Shekalim 4 - From whom they collected half a shekel?
Fifteen days after the proclamation, Temple-appointed moneychangers would set their tables in Jerusalem and elsewhere, to remind the people about their obligation. On the twenty-fifth day they would sit in the Temple, since the time was very close to when the new money will be taken out to buy sacrifices. Later they would even take pledges until people pay. An appointed court official would enter the debtor's house, take a valuable object, and not return it until the half-shekels was paid.
From whom to they take a pledge? From Levite, Israelites, and converts. Women and minors may donate if they want. They did not take pledges from the Kohanim, for the sake of peace. Why? When a Kohen brings a flour offering, it can not be eaten but is rather completely burned . Therefore - reasoned the Kohanim - how can we donate money for sacrifices?
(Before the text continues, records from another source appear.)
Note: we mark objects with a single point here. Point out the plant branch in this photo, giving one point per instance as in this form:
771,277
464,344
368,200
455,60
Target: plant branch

If we do, some of the sacrifices that we normally eat would be prohibited to eat! Some even said that any Kohen who gives half-shekel sins. The Sages, however, claim that any Kohen who does not give half-shekel sins, since if he gives wholeheartedly, it becomes the property of the community, and not his own.
Together with the half-shekel, one had to give a small coin ("kolbon"), to compensate for the higher price of the half-shekel at the time of this collection. The Talmud discusses when this kolbon is required and when not, such as cases of donating for another, or two brothers paying from their common estate.